Jane Martin

Personal information
- Nationality: British (English)
- Born: 1972 (age 53–54) Newcastle upon Tyne, England

Sport

Women's singles
- Highest ranking: No. 11 (January, 1998)

Medal record
Squash
Representing England
WSF World Team Squash Championships
| Silver medal – second place | 1998 Stuttgart | team |
European Team Championships
| Gold medal – first place | 1996 Amsterdam | Team |
| Gold medal – first place | 1997 Odense | Team |
| Gold medal – first place | 1998 Helsinki | Team |

= Jane Martin (squash player) =

English squash player (born 1972)

Jane Martin (born 1972) is a female retired professional squash player who represented England.

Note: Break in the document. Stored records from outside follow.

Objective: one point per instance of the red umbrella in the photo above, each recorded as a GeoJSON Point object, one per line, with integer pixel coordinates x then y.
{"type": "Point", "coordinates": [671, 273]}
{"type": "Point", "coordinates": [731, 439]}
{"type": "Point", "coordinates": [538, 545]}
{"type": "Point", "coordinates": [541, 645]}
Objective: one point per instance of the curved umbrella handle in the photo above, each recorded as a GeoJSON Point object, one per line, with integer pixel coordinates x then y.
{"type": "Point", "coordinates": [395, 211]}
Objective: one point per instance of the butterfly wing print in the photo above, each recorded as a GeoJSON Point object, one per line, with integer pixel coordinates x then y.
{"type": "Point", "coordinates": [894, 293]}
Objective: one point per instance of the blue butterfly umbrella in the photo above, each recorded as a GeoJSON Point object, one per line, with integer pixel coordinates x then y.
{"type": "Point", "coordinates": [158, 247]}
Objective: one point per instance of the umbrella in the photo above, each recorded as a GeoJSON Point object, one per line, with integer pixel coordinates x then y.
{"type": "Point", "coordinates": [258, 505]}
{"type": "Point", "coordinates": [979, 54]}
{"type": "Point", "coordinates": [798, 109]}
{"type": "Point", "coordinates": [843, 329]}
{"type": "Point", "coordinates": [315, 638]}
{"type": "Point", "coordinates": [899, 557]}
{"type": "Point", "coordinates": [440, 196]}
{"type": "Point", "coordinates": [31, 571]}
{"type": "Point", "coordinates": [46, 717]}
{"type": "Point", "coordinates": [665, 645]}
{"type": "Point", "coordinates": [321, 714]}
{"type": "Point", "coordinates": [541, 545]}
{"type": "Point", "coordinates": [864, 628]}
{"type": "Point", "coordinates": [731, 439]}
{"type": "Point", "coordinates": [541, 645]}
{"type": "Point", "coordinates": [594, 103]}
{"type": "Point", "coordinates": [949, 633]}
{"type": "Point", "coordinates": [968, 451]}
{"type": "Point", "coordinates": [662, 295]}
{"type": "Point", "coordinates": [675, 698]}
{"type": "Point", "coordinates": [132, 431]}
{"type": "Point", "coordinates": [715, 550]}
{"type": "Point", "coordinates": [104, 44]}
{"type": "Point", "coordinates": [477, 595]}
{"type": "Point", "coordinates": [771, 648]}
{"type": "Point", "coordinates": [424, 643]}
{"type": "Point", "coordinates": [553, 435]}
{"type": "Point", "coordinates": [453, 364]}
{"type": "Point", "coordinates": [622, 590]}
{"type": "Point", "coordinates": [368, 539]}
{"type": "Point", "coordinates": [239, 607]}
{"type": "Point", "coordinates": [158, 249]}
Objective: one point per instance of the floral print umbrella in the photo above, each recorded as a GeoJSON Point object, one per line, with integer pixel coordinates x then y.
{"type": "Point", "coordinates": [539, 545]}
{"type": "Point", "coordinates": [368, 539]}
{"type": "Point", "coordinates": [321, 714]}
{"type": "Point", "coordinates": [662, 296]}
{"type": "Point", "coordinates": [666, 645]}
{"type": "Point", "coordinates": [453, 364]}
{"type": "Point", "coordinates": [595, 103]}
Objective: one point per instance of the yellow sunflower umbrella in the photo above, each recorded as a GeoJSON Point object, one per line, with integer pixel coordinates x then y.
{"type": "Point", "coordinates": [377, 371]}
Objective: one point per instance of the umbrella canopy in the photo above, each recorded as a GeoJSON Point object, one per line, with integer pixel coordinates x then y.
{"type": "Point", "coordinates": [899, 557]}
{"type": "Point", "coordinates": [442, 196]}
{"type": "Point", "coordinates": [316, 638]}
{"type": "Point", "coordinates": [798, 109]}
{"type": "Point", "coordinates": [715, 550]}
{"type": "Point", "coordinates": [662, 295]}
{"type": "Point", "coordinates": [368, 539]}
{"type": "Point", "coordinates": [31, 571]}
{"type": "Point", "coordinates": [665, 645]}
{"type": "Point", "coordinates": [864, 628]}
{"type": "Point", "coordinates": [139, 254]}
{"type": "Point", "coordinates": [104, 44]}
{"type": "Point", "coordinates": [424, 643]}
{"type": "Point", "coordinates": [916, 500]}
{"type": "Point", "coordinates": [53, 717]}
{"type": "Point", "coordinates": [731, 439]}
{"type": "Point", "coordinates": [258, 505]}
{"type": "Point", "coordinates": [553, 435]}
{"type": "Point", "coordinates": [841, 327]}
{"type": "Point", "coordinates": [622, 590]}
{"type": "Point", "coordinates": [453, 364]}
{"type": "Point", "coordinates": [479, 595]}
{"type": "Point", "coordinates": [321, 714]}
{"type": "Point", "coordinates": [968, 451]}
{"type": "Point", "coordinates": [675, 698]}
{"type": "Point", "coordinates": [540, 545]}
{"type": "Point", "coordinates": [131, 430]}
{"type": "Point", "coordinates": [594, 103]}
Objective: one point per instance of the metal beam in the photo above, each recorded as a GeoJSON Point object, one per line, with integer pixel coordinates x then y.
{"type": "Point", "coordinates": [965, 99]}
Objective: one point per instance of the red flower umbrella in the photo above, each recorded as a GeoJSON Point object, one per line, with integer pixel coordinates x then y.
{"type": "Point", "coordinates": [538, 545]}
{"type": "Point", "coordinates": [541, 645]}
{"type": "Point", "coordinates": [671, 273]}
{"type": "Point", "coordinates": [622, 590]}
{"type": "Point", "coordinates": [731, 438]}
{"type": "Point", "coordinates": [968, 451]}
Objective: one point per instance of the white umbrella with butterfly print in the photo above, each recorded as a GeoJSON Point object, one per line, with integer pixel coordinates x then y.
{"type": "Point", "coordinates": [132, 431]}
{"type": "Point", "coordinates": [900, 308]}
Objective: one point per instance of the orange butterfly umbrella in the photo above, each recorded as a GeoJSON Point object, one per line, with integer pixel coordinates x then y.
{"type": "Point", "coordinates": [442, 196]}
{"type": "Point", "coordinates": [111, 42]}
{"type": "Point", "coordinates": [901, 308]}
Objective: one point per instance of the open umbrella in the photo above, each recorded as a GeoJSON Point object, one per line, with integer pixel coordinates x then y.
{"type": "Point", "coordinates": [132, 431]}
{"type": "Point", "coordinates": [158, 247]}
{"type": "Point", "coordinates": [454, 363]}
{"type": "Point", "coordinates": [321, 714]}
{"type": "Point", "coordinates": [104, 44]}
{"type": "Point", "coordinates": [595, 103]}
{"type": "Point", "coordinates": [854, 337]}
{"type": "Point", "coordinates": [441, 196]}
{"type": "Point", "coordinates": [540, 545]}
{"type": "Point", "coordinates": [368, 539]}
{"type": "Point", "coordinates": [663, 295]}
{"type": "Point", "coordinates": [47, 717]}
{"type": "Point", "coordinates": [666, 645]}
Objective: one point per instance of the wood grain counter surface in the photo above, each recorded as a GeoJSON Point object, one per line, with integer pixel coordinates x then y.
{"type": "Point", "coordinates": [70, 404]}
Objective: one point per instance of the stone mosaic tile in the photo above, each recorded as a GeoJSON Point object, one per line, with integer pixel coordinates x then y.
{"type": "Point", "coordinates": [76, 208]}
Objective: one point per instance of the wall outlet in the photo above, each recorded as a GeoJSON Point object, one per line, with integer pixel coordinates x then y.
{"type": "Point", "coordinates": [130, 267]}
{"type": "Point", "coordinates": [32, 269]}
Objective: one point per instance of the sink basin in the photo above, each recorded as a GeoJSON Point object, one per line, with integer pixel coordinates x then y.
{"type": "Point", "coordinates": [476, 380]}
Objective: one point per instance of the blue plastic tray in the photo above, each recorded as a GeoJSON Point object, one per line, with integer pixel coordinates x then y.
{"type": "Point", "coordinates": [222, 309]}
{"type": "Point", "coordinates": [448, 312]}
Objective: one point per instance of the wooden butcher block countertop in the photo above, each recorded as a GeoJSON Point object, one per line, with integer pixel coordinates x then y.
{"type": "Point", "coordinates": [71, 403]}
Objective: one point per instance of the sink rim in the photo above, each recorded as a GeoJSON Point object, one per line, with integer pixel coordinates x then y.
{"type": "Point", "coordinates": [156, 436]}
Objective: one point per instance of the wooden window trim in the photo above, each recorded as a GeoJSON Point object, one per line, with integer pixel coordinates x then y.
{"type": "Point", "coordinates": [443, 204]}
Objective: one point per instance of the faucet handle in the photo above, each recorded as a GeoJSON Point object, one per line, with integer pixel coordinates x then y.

She reached a career high ranking of 11 in the world during January 1998.

== Biography ==
Martin reached a career-high world ranking of World No. 11 in January 1998. Martin won a silver medal at the 1998 Women's World Team Squash Championships and is an eleven times winner of the Northumbria SRA County Championship.

Martin represented the 1998 England team in the women's doubles event, at the 1998 Commonwealth Games in Kuala Lumpur, Malaysia.

Martin won three consecutive gold medals for the England women's national squash team at the European Squash Team Championships from 1996 to 1998.

She was appointed as Central Regional Coach by Scottish Squash in 2018 and has been the resident coach at the Bridge of Allan Sports Club since 2006.